Depuis quelques mois, les tensions entre Canberra et Pékin sont de plus en plus fortes. Bill Birtles était en train de fêter son départ avec des amis quand la semaine dernière sept agents des services de renseignement chinois ont débarqué chez lui à minuit passé.

Correspondant pour la télévision publique ABC, il avait reçu quelques jours plus tôt un appel de l'ambassade australienne lui conseillant de quitter la Chine au plus vite. Comme son collègue Mike Smith basé, lui, à Shanghai et correspondant pour un quotidien économique.

Des relations conflictuelles

Avant d'être arrêtés, les deux journalistes sont allés se réfugier à l'ambassade pour l'un, au consulat pour l'autre. Avant de pouvoir s'envoler ce lundi soir pour Sydney. « C’est très décevant de devoir partir dans ces circonstances. Mais c’est aussi un soulagement d’être de retour dans un pays où s’applique l’État de droit », a déclaré Bill Birtles à son arrivée à Sydney.

Depuis maintenant des mois, les motifs de brouille se multiplient entre la Chine et l'Australie. Accusation d'espionnage, mesures de rétorsions commerciales, les relations entre Pékin et Canberra n'ont jamais été aussi tendues.

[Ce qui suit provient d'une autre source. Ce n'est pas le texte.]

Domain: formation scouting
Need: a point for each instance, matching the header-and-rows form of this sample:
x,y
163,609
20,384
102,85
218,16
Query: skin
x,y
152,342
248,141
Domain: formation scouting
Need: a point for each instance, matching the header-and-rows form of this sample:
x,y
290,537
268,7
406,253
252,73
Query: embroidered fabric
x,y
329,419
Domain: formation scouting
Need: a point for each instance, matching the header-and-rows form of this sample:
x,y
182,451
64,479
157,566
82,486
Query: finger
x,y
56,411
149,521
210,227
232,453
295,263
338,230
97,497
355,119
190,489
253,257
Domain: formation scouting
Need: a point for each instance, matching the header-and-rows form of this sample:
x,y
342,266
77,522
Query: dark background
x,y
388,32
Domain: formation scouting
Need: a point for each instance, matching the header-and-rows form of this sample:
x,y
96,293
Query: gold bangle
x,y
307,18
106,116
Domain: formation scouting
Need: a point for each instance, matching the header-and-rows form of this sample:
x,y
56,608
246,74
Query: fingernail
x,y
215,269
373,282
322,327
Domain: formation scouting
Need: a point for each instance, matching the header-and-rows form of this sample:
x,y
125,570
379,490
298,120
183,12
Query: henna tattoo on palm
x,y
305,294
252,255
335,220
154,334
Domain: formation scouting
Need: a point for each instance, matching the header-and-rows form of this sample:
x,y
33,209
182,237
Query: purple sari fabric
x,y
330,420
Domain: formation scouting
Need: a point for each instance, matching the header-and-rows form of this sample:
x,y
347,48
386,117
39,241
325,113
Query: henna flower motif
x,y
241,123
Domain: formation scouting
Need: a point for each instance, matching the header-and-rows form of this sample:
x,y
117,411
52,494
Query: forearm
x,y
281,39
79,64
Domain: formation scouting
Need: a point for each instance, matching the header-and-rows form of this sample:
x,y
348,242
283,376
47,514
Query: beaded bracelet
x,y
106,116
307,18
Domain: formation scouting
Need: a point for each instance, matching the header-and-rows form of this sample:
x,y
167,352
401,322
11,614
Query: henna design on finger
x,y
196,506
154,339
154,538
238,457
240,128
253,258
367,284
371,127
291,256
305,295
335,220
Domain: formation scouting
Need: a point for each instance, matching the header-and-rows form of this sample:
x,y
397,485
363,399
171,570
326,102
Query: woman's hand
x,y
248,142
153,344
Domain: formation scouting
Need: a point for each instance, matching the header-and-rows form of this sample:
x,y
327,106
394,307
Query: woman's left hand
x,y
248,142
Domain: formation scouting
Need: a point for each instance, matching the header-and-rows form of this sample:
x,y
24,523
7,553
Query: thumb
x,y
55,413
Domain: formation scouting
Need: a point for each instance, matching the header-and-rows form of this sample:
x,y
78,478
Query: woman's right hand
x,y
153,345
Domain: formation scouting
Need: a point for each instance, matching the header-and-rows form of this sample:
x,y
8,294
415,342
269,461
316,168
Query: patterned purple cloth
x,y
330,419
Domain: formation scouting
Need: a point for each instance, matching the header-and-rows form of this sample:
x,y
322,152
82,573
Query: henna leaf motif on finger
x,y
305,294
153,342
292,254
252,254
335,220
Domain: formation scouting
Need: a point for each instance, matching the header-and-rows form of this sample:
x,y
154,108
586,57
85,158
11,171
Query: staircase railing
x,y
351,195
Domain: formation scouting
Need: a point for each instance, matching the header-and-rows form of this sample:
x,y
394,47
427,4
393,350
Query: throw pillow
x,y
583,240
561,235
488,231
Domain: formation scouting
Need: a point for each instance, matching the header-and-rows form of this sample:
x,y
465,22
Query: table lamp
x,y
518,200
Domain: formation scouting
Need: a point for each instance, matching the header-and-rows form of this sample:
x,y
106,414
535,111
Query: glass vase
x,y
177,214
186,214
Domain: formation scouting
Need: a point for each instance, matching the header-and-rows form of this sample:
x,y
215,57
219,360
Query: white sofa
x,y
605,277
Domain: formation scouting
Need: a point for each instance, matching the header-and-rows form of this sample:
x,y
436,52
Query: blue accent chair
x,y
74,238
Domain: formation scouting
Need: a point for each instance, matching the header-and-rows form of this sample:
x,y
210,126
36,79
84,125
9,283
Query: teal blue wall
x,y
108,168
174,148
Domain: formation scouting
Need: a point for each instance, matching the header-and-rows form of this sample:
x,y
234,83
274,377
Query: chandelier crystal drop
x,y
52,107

Une journaliste australienne soupçonnée d'« atteinte à la sécurité »

Le mois dernier, une autre journaliste australienne, Cheng Lei, n'a, elle, pas eu autant de chance. Elle est assignée à résidence à Pékin sans possibilité de parler à un avocat ni même à sa famille. Elle est soupçonnée d'« atteinte à la sécurité ». Les journalistes étrangers doivent « obéir aux lois chinoises », a affirmé ce mardi le pouvoir central.